Addressing grassroots audiences, Kidu used storytelling to explain how government works. She enlisted the analogy of the Bird of Paradise, “our emblem, and how it has two wings. And we have only one wing – the men– and we can’t fly.”

On voting day in Kessy Sawang’s village, dozens of her supporters – male and female – wore the ‘Votim Meri’ (Vote Women) T-shirts given out at the workshops in Madang.

The discussions there were a game-changer in her community, she says. “They really helped to break down the mindset of people toward women.”

“The people here, for 47 years [since independence] have had the same shit. They don’t want to believe anyone,” says Sawang.

Through educating rather than traditional campaigning, “I empower them with the knowledge, so people feel confident and have the words to speak. They can question the campaign messages – we explain their rights under the constitution.”
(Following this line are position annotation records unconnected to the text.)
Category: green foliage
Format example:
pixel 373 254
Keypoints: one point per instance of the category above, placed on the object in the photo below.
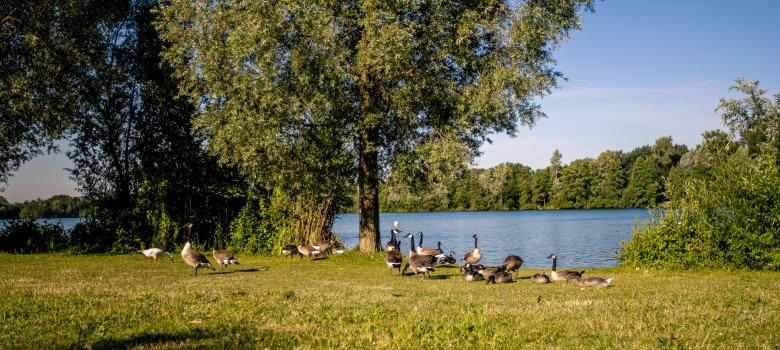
pixel 255 226
pixel 27 236
pixel 90 237
pixel 730 221
pixel 351 301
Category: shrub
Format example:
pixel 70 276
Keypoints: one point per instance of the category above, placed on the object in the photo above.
pixel 27 236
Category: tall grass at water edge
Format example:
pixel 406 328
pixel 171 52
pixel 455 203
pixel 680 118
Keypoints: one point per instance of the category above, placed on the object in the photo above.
pixel 354 301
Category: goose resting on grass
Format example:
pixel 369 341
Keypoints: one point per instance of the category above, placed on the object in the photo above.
pixel 194 258
pixel 155 253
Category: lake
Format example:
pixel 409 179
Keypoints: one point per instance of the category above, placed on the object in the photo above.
pixel 580 238
pixel 66 223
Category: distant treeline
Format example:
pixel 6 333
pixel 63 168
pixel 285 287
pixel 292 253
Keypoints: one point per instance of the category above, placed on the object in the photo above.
pixel 615 179
pixel 60 206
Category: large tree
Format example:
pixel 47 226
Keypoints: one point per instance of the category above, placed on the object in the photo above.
pixel 361 81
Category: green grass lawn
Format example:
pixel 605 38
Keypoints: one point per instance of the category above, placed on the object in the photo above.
pixel 354 301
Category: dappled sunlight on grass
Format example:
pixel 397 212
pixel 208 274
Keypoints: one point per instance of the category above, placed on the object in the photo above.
pixel 64 301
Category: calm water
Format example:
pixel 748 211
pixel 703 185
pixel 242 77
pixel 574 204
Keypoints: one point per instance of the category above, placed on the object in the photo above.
pixel 581 238
pixel 66 223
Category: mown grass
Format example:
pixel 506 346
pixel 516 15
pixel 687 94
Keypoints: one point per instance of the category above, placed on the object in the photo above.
pixel 353 301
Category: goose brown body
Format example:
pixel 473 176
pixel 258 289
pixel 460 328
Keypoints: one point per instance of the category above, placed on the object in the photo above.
pixel 564 275
pixel 224 258
pixel 512 263
pixel 475 255
pixel 194 258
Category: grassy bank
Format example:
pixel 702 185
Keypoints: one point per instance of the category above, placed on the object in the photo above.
pixel 62 301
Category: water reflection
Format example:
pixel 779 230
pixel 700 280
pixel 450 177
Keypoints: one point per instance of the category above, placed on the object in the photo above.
pixel 581 238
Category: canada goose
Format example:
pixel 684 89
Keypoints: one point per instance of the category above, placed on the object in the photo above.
pixel 469 275
pixel 565 275
pixel 488 271
pixel 419 262
pixel 473 256
pixel 224 258
pixel 155 253
pixel 308 250
pixel 540 278
pixel 448 259
pixel 499 276
pixel 290 250
pixel 428 251
pixel 194 258
pixel 394 258
pixel 512 263
pixel 594 282
pixel 392 244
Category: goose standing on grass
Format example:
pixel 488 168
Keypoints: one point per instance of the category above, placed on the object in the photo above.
pixel 290 250
pixel 512 263
pixel 565 275
pixel 475 255
pixel 499 276
pixel 540 278
pixel 194 258
pixel 419 262
pixel 392 244
pixel 224 258
pixel 155 253
pixel 428 251
pixel 448 259
pixel 597 282
pixel 394 259
pixel 308 250
pixel 469 275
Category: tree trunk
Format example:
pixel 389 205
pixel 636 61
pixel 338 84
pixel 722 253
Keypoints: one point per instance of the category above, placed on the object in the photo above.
pixel 368 187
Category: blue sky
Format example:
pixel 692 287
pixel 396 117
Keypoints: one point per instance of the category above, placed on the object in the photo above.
pixel 638 71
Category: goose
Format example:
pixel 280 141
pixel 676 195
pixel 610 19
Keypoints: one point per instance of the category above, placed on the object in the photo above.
pixel 512 263
pixel 308 250
pixel 224 258
pixel 488 271
pixel 448 259
pixel 339 249
pixel 392 244
pixel 597 282
pixel 290 250
pixel 394 258
pixel 469 275
pixel 499 276
pixel 428 251
pixel 194 258
pixel 540 278
pixel 565 275
pixel 473 256
pixel 155 253
pixel 419 262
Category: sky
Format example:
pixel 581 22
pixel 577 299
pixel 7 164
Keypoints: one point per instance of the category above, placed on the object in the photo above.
pixel 636 72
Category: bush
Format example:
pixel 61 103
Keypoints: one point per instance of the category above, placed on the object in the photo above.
pixel 731 221
pixel 27 236
pixel 90 237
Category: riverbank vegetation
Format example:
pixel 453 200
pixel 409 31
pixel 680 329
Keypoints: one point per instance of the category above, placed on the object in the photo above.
pixel 127 301
pixel 261 146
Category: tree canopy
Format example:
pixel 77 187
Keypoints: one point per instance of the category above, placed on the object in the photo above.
pixel 317 94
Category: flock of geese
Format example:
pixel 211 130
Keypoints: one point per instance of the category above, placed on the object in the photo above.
pixel 421 260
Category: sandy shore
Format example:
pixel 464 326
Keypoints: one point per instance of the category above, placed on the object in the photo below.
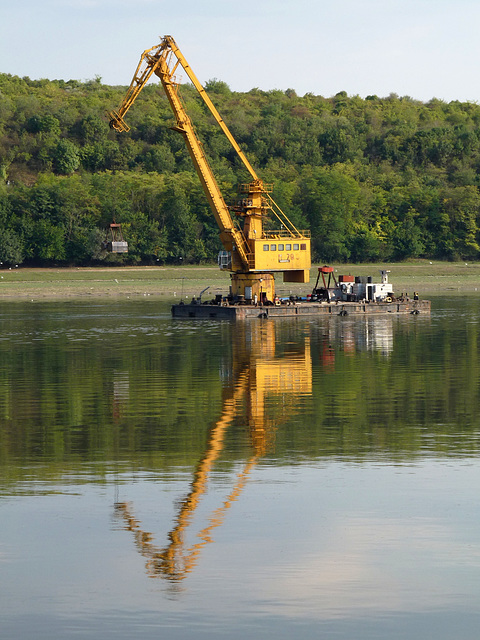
pixel 175 283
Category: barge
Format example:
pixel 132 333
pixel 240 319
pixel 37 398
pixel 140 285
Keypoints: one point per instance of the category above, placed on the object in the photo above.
pixel 347 295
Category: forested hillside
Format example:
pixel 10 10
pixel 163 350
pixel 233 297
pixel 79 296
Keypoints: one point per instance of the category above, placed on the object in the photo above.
pixel 374 180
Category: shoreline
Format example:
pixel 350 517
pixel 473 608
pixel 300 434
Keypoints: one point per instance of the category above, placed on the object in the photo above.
pixel 178 282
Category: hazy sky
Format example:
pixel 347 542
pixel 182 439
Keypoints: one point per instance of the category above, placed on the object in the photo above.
pixel 420 48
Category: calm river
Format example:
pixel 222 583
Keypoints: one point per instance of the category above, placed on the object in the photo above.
pixel 190 480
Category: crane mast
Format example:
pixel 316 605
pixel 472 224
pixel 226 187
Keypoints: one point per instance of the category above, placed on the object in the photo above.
pixel 254 254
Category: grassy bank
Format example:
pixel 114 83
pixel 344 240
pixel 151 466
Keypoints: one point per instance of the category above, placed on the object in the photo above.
pixel 173 283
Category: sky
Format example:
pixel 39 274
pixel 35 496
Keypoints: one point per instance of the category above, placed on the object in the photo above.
pixel 421 48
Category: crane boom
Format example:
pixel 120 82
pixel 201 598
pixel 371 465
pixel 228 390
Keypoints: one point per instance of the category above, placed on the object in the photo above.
pixel 254 254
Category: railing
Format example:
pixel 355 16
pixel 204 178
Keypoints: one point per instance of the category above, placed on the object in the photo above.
pixel 285 234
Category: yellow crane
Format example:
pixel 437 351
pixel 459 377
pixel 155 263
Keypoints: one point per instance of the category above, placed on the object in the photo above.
pixel 252 253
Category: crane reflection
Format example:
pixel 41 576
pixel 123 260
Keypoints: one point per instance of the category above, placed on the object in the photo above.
pixel 257 371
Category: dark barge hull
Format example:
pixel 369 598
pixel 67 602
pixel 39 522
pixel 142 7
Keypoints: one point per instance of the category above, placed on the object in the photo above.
pixel 303 309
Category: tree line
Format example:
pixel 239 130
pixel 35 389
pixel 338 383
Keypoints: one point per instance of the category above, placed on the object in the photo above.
pixel 374 179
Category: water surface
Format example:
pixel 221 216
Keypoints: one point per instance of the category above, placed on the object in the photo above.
pixel 192 479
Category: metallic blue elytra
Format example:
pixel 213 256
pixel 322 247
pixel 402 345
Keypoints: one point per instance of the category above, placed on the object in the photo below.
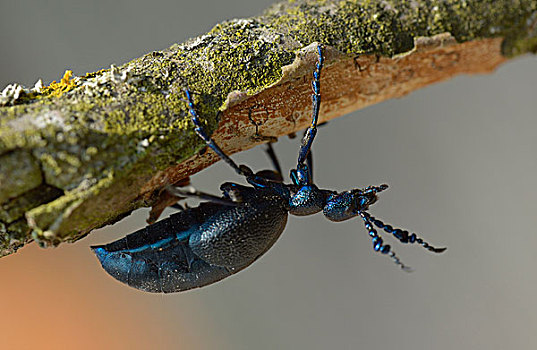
pixel 200 246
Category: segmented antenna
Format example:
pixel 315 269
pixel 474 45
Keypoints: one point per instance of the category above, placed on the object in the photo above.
pixel 402 235
pixel 378 245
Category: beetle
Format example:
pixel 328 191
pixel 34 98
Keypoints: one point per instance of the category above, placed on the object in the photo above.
pixel 202 245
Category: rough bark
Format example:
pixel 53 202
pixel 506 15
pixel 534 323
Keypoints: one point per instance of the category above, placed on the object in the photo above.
pixel 84 152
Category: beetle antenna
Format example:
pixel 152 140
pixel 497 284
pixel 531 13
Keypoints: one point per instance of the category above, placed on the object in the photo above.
pixel 378 245
pixel 402 235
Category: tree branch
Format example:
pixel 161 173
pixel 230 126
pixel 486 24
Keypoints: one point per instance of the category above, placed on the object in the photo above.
pixel 85 152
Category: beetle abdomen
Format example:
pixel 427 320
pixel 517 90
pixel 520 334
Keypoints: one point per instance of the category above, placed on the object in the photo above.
pixel 158 259
pixel 238 236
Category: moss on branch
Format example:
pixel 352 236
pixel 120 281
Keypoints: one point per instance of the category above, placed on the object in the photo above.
pixel 86 151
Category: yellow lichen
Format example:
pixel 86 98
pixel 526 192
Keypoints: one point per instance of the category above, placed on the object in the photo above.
pixel 57 89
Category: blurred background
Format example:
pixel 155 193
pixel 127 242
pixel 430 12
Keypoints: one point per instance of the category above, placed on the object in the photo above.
pixel 460 160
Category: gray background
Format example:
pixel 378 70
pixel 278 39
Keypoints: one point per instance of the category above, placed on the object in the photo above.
pixel 459 157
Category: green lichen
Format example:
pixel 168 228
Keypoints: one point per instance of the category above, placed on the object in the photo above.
pixel 96 139
pixel 388 28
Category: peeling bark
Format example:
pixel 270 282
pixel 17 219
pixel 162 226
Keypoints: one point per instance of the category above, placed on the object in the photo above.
pixel 99 146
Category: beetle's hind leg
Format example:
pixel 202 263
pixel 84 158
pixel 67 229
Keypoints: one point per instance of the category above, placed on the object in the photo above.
pixel 241 170
pixel 302 175
pixel 272 175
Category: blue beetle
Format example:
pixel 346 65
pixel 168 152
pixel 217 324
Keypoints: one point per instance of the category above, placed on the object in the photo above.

As counting drags on, those hopes in 2022 turn on close scrutiny and public pressure forcing some integrity on the process. If not, the hard-earned votes of candidates risk being corruptly stolen, or lost in the maelstrom.

When voting finished in Central Province over a week ago, the word coming to Carol Kidu from trusted number-crunchers was that Rufina Peter was in strong contention.

But for days the ballot boxes were stranded in the Goilala district, Peter’s home turf and a stronghold for her vote.

The electoral commission told her they would be transported for counting aboard a helicopter owned by her opponent, the governor, Robert Agarobe.

Peter and Kidu protested publicly to the commission that this represented a conflict of interest and was not appropriate. The boxes were reportedly moved by PNG Defence.

“To be honest,” says Kidu, “I am very concerned about the future of PNG.”

________

HOW WOMEN ARE FARING
| Count Update, Tuesday Morning

Kessy Sawang is leading in Madang Rai Coast with about half the votes counted.

Rufina Peter is running a good second in the Central Province Seat but needs to bridge a wide gap to win.

Delilah Gore in Sohe Open is 2nd on preferences counted so far but faces a hard job to overtake a clear leader.

Jean Eparo Parkop in Northern Provincial is running 2nd on preferences to Gary Juffa who has a comfortable lead.

Vikki Mossine in Rigo Open (5th) is well adrift of the leader.

Diane Unagi Koiam in Port Moresby North East Open (7th) is no threat to the leaders.

Matilda Koma in Goilala is in 7th as first preference votes are being counted and unlikely to catch the leader.

Tania Bale is running 16th in Port Moresby North East Open.

Dulciana Somare-Brash is running in Angoram Open where, according to the PNGEC, counting has not started.